Notre pays est toujours très lent à mettre des mots justes sur des réalités historiques qui dérangent et donnent de lui une mauvaise image. Il préfère, à travers ses institutions, se murer dans le déni ou dans le mensonge. Cela ne lui réussit jamais. Ce sont des sources permanentes de divisions et de conflits internes qui minent l'unité nationale.

Nous, orphelins de guerre de la première et de la seconde guerre mondiale, avons le devoir de dire à notre mère patrie, celle qui, sur le papier, nous a adoptés en qualité de pupilles, qu'elle est infidèle à ses devoirs envers nous. De plus, par les décrets qu'elle a publiés en 2000 et en 2004, elle nous sépare en plusieurs catégories et discrimine celles qui ne trouvent pas grâce à ses yeux. Ce traitement différencié qui accorde de substantielles indemnisations aux unes et rien aux autres, est scandaleux et contraires aux principes de l'égalité républicaine. Votre ligne de défense, la même que celle que le gouvernement de M.FILLON a mise au point, consiste à jeter dans le débat des chiffres on ne peut plus fantaisistes.

Nous sommes encore à peine 50.000 à 60.000 orphelins en vie. Loin des millions évoqués au Parlement par le Ministre des Anciens Combattants.
La dépense annuelle actuelle pour l'Etat se monte à quelques 250 millions d'euros. Aucune commune mesure avec les 2 à 3 milliards annoncés pour affoler les parlementaires et l'opinion publique et qui proviennent du cumul évalué sur 10 ans.

Au rythme des décès que nous déplorons dans nos rangs, vous devriez être rassurés. Les survivants se compteront bientôt en milliers seulement.

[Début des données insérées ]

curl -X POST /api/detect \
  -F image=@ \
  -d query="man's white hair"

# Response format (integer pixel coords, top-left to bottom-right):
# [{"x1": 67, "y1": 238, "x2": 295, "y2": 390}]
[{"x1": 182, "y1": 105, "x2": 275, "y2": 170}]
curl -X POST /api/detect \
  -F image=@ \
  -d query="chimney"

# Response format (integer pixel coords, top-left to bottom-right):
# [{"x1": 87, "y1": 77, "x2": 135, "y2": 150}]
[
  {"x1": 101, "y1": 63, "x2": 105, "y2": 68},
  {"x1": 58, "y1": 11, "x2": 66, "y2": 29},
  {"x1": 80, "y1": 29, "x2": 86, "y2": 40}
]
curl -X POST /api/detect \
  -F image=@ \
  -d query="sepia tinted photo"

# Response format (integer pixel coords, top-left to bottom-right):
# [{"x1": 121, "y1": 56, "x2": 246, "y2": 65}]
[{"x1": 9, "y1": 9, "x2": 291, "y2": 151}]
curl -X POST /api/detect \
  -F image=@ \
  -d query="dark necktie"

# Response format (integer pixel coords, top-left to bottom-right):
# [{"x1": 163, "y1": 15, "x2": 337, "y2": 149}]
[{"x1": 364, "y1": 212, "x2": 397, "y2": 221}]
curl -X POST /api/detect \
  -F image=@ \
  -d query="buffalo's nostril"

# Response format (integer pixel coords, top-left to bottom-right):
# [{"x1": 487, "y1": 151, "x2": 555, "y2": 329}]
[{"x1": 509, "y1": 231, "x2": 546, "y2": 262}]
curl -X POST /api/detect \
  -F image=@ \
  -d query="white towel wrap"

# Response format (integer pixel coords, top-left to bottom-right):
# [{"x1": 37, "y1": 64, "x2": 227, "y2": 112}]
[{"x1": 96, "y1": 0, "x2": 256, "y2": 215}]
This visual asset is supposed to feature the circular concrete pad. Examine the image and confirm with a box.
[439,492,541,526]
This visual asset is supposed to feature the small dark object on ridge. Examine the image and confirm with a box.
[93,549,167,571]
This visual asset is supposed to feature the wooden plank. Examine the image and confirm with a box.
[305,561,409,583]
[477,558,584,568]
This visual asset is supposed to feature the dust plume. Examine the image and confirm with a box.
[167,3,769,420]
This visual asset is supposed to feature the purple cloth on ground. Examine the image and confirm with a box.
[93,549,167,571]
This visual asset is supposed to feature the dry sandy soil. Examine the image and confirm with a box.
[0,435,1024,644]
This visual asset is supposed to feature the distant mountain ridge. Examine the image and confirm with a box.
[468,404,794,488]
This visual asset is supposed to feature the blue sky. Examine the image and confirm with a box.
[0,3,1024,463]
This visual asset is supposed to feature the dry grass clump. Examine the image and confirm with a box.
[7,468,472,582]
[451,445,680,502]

La dette ainsi s'éteindra.

Nous ne sommes pas disposés, voyez-vous, à vous épargner nos revendications. Elles sont justes. L'indemnisation nous est due. Vous disposez de la faculté de trouver le budget nécessaire. Pensez aux dépenses que vous engagez chaque année pour préparer des interventions militaires, pour donner à des pays en guerre la capacité de prolonger des guerres. Avec toujours à nouveau des orphelins qui traînent leur handicap tout au long de leurs existences ravagées.

Nous vous demandons, Mesdames et Messieurs, de ne pas écarter d'un simple revers de main cette supplique à vous adressée. Considérez bien notre situation et la position figée adoptée par vos prédécesseurs. Elle est moralement et juridiquement intenable.

Nous vous demandons de prendre toutes vos responsabilités à l'égard des pupilles de la Nation, nation que vous incarnez.

Avec mes sentiments les plus cordiaux.